I'm increasing my stock of things that "will never go to zero" and keeping my ear to the ground. The "short the phone book but make sure you get out fast before you get trampled" moment approaches - mark my words.



5 Comments
SenatorRusso
I think the rest of the world has woken up. From what I understand Russia and China aren't having anything to do with U.S. debt anymore and Fed notes printed after the initial crash back in the fall of 08 aren't being accepted. The world knows what's up. I wil take great pleasure watching the crime syndicate that runs the West get more desperate and obvious as the days go by. Their flagarance will lead to more awakening, which of course will ultimately lead to their "fall."

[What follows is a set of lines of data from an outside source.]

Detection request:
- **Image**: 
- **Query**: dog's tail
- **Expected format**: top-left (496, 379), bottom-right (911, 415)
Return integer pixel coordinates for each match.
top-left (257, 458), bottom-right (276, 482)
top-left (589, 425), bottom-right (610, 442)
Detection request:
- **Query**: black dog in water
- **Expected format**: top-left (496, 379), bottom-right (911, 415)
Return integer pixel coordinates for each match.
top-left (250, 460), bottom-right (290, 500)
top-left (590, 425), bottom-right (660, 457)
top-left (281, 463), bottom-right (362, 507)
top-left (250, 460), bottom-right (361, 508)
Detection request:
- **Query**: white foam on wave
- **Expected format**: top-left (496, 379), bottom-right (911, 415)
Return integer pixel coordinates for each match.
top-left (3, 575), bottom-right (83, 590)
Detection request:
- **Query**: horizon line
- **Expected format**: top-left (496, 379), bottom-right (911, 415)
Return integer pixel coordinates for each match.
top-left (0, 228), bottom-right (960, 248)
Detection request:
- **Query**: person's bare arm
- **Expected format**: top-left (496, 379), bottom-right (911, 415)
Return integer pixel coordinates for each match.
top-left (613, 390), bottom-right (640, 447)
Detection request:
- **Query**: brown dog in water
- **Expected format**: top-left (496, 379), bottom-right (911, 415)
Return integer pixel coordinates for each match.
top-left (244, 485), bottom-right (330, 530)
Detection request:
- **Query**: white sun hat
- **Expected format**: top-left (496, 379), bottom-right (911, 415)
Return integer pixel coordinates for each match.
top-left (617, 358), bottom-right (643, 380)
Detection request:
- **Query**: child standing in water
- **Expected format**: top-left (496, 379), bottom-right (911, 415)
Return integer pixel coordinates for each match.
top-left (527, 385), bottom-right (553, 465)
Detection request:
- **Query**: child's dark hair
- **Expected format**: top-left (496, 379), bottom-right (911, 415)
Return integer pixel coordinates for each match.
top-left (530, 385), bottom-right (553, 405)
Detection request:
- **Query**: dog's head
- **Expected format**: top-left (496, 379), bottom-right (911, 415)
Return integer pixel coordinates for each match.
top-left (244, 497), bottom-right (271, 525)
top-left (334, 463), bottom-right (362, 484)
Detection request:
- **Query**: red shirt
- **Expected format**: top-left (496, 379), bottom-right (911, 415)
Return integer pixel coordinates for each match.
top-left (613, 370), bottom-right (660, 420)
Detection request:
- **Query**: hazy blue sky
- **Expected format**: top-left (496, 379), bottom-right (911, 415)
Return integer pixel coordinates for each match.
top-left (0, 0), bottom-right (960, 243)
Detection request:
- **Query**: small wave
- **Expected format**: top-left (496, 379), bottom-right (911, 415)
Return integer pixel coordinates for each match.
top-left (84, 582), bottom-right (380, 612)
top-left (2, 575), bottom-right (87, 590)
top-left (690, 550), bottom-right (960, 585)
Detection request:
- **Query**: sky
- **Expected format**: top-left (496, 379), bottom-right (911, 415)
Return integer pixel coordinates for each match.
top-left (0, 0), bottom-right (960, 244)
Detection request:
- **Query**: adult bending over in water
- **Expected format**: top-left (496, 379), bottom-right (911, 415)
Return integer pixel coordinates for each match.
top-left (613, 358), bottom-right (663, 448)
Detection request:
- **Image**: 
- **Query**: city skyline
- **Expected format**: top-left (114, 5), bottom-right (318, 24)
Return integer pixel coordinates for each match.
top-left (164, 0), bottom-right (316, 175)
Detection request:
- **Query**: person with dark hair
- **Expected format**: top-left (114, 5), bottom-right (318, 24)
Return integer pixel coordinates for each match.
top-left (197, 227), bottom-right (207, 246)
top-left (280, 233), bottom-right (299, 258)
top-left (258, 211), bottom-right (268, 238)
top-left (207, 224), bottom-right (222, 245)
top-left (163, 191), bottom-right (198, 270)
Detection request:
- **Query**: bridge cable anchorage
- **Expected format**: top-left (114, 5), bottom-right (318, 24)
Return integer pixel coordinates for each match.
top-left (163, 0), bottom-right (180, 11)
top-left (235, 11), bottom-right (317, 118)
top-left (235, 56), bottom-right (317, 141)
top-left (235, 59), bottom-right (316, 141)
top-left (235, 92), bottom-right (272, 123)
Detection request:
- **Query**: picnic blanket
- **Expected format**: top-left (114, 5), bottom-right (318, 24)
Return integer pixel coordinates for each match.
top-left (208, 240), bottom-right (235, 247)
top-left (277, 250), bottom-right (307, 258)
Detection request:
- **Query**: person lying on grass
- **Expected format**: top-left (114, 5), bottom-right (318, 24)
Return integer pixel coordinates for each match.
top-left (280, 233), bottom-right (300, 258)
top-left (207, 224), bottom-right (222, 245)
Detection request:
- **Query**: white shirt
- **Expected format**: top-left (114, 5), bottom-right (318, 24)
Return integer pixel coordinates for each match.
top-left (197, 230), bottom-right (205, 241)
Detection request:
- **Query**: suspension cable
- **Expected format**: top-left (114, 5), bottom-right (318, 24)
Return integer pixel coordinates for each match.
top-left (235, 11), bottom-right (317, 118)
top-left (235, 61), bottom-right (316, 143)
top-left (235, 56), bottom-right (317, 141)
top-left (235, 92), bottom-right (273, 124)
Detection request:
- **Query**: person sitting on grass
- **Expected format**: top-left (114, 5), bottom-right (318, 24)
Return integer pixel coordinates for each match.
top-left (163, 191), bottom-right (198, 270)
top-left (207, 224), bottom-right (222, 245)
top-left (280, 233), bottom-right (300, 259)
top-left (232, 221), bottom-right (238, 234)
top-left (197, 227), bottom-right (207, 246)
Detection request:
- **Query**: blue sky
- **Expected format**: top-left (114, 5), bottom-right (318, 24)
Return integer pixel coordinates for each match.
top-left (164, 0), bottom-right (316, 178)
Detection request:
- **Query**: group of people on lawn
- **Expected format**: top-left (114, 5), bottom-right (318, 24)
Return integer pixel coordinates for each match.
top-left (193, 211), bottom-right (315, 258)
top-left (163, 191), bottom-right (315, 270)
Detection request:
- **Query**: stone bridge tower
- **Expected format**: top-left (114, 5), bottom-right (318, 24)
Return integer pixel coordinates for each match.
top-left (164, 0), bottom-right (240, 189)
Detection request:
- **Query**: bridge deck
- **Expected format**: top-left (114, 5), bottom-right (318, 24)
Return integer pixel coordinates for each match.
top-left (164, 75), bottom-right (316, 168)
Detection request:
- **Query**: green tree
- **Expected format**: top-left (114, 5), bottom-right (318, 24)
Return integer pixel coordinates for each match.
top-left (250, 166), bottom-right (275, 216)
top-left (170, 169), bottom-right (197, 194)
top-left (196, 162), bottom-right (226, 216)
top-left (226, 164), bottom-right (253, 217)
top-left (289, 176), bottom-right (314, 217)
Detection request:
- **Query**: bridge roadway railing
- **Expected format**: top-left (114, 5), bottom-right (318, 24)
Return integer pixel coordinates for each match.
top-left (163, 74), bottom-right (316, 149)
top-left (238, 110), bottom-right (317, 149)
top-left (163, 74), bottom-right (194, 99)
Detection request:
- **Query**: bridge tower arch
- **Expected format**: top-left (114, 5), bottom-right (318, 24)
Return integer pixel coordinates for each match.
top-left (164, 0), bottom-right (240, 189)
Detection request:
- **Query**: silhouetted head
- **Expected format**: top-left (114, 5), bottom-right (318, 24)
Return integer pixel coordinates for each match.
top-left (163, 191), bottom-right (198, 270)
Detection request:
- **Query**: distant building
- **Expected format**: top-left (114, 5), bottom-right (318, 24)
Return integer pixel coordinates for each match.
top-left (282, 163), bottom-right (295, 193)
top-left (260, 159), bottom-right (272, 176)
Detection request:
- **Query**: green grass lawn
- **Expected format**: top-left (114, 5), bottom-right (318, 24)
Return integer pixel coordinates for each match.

PS. FUCK PAPER MONEY BACKED BY NOTHING.
ptownman
The US needs to borrow $250 billion a month for the next 5 to 7 months and then after that, it will need to borrow $350 billion a month for the foreseeable future. Yep, the next 18 to 36 months are going to be very interesting, to say the least.
jlounsbury59
I agree with Karl - this issuance will negatively impact stocks, but the timing is uncertain. If the markets continue the 10-day advance through the start of auction, it may be underprescribed. driving interest rates up. The reaction in equities will be a retraction from the highs, possibly back to the bottom of the current range in the low 8000's. If there is a pullback in stocks over the next three trading days, the treasury auction may go better and the pullback in stocks will be smaller. Looking out 2-3 months the big risk is that the stock market will start anticipating a "W" shaped recession and sell off in a major way, perhaps to create a double bottom equal to the March lows. I'm estimating a 30/30/30 probability distribution for the three most likely scenarios: (1) No "W" and the market continues a ragged advance 10% or more higher over the next 6-12 months; (2) No "W" and the stock market remains in in a trading range (Dow 7500 - !0,500) over the next 12-18 months; (3) There is a "W" and we revisit Dow 6500 within 6-9 months. The remaining 10% probability I'll assign to the Marc Faber collapse scenario, with the Dow going significantly below 6500.
JimQ
In the last 3 days, I've reinstituted my position in Leuthold Grizzly Short fund. I sold the whole position in March. This current rally is on light volume driven by Goldman and the other zombie banks models. Karl is right. We don't know exactly when, but this whole sham comes crashing down sooner than most expect.
eijenkinson
The DOW jumped over 9K by close 7/23 today. To all you shorts, don't lose your shorts when the margin call hits. Yes, fundamentally everyone who has previously posted is right, BUT, a lot of people will go broke and have gone broke shorting in the 2500 pt uptick since bottom.
I took a stats class (awhile ago), and my professor was an obvious indulger in the vice of gambling. The question was posed on simple bet removing the 0, and 00, at a roulette wheel; how much money would you have to bring to the table if you doubled your bet each time you lost starting with a dollar, before you would win? The answer of course, is theoretically you would have to bring an infinite amount. Streaks happen. Now stack the deck with a Goldman Sachs (the 0 and 00) plus give them a loaded wheel, and a rigged table, and the answer is infinite to the infinite power. They (Goldman Sachs) have been betting black and taking the reds for the proverbial ride.
Truthfully, I am in shock and awe that they have done such a superb job floating this game on so much borrowed money and borrowed time. When the market hit 6500, I was sure the goldman goose was cooked. I am glad I didn't bet against them.
Conclusion: 1. just because it is obvious doesn't make it so, 2. don't risk what you can't lose, 3. careful what investment advice you give, especially to friends, family, and colleagues.